Hi I'm looking into setting up with an ape van I called my council to see if I could get a street trading licence but they don't do them. They seem to have said I can park up anywhere as long as the food agency have approved me and I have contacted the highways dept to check it's ok. This seems strange to me just wondering if anyone else has come across this. They said the location I am thinking of would be fine but the advised that if a member of the public asks me to move then I should just not sure if this all adds up

Thanks in advance


----------



## Swifty (Aug 30, 2010)

Hey,

Some councils require a STP and some don't If not all you have to do is not contravene any parking restrictions or enter private land without permission and you are good to go. Just make sure you are registered as a food premises with the council too.

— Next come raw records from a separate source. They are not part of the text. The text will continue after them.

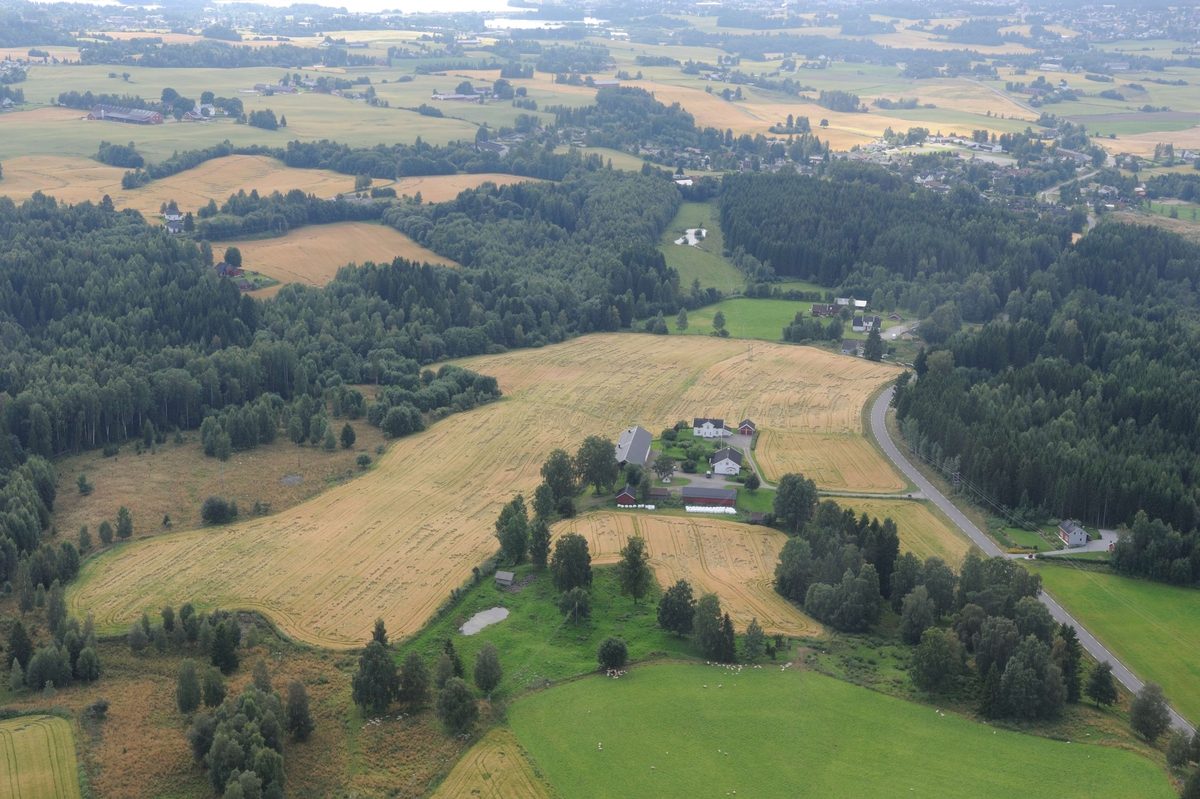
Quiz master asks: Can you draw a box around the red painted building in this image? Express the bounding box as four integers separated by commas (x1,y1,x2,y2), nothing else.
682,487,737,506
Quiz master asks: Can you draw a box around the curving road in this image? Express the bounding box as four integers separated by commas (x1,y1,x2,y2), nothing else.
871,387,1194,734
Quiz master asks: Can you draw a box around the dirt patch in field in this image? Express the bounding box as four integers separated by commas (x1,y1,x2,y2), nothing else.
556,511,823,637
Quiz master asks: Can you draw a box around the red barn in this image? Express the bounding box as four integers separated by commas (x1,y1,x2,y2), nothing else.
616,485,637,506
738,419,756,436
682,486,737,506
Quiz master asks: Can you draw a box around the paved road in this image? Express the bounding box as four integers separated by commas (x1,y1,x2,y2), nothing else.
871,388,1194,733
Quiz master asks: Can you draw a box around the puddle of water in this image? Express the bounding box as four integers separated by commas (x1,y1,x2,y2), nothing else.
673,228,706,246
459,606,510,635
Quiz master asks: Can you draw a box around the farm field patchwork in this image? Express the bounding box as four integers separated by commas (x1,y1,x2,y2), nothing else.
1028,562,1200,725
508,665,1173,799
430,728,551,799
0,715,82,799
68,334,898,647
554,512,821,636
210,221,457,297
756,431,907,493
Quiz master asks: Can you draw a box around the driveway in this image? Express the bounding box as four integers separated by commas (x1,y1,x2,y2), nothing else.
1042,528,1119,556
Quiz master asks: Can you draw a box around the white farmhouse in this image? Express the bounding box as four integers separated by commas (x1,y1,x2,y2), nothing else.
710,447,743,476
693,417,732,439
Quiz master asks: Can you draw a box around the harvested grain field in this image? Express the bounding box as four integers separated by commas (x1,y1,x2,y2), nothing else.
556,512,822,637
387,172,538,203
757,431,906,493
431,728,552,799
839,498,971,565
210,221,457,297
0,716,82,799
69,334,894,648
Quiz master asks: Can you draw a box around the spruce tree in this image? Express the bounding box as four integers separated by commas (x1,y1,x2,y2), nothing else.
116,506,133,539
352,640,398,714
177,659,202,713
372,618,388,647
399,650,430,709
286,679,315,741
528,518,551,568
1085,661,1118,708
201,666,226,708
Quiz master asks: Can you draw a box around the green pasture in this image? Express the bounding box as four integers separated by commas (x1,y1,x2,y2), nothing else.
553,144,645,172
659,201,744,292
1003,527,1058,551
1029,562,1200,725
509,665,1173,799
402,564,691,698
674,298,799,340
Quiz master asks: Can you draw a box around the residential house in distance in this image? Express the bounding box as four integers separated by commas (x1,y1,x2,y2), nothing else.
215,262,244,278
811,304,838,317
693,417,732,439
615,425,652,467
87,104,164,124
854,299,868,310
1057,519,1089,548
476,140,509,157
737,419,755,436
593,78,621,88
234,277,253,292
841,340,861,356
164,211,184,223
852,315,882,333
681,486,737,506
165,220,183,235
616,485,637,506
710,447,742,476
431,92,481,102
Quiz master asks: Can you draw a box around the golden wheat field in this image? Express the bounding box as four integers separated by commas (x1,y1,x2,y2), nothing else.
556,512,822,637
211,221,457,297
840,498,972,565
0,716,82,799
756,431,906,493
430,728,552,799
68,334,898,648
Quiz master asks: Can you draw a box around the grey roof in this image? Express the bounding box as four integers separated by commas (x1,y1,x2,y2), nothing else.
615,425,652,465
711,447,743,465
841,340,860,355
693,417,725,428
1060,519,1085,536
738,419,755,430
91,104,161,123
682,486,737,501
495,570,515,584
616,484,637,498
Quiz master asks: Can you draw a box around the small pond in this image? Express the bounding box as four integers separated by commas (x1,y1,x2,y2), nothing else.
459,606,510,635
674,228,706,246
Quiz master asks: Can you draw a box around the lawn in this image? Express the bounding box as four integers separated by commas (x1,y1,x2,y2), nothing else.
675,298,802,340
1028,562,1200,725
1004,526,1058,552
659,201,743,292
404,564,693,697
0,715,82,799
509,665,1173,799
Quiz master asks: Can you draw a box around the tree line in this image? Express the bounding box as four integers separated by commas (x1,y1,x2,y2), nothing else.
193,188,384,240
78,38,321,69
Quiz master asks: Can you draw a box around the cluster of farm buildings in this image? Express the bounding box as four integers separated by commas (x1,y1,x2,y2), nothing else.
612,417,757,509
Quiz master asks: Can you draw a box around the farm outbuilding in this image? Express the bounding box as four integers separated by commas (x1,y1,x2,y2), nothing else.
495,571,516,587
616,485,637,506
615,425,652,467
738,419,756,435
681,486,737,506
710,447,743,476
87,104,164,124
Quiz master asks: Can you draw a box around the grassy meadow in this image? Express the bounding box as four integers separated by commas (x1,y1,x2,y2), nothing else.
1029,561,1200,724
659,201,744,292
509,665,1175,799
0,716,82,799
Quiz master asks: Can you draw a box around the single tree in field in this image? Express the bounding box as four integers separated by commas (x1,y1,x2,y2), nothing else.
616,535,652,604
558,587,592,624
116,506,133,539
177,659,202,713
78,525,92,553
322,427,337,452
352,640,399,714
224,247,242,268
712,310,726,332
864,327,884,361
575,436,619,494
652,455,676,483
286,679,315,741
551,533,593,592
436,677,478,733
772,473,818,532
744,472,761,491
473,642,503,695
76,472,93,495
399,650,430,709
743,618,765,660
529,518,551,568
597,637,628,670
676,307,688,331
1085,661,1118,708
372,618,388,647
693,593,725,659
540,449,576,504
201,666,226,708
340,423,356,449
1129,682,1171,743
657,579,696,636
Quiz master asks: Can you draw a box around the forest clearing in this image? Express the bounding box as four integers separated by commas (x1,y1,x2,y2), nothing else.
554,512,823,637
210,221,457,297
67,334,897,648
0,715,82,799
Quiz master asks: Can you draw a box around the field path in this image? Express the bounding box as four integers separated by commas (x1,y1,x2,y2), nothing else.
69,335,897,648
871,387,1195,734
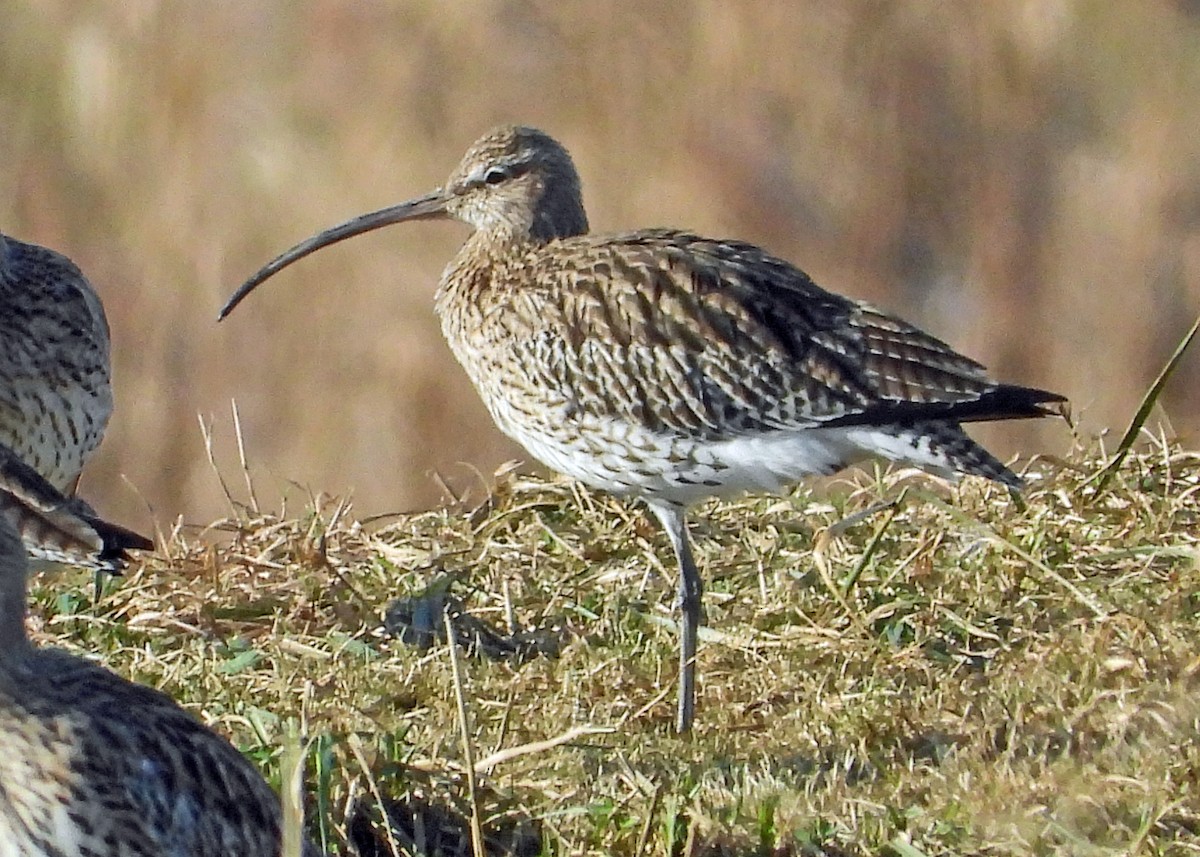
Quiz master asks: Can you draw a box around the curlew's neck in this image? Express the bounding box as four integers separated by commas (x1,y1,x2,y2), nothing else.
434,163,590,324
434,230,510,318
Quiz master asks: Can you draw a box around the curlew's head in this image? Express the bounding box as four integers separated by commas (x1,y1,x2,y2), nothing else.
445,125,587,240
218,125,588,320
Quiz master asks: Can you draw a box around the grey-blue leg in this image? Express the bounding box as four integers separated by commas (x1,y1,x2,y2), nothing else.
648,501,702,734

Word or warning though, I have chatted with another mobile trader who was hoodwinked with an ape. He was told he could drive it to where it was required. It's only 50cc and he had to emty it and tow it to a location. Then set fit it out and set up before he could trade. They are handy for inner city, short moves but not truly mobile.

Best of luck dude


----------



## vintagecigarman (Aug 10, 2009)

Swifty said:


> Hey,
> 
> Word or warning though, I have chatted with another mobile trader who was hoodwinked with an ape. He was told he could drive it to where it was required. It's only 50cc and he had to emty it and tow it to a location. Then set fit it out and set up before he could trade. They are handy for inner city, short moves but not truly mobile.


There's a 200cc versions as well, with a higher payload - and given the weight of a commercial espresso machine, may prove the best option. It's amazing to see these vans and pick-ups at work in Italy, loaded to the gunnels and getting up some amazing gradients in the hill towns.


----------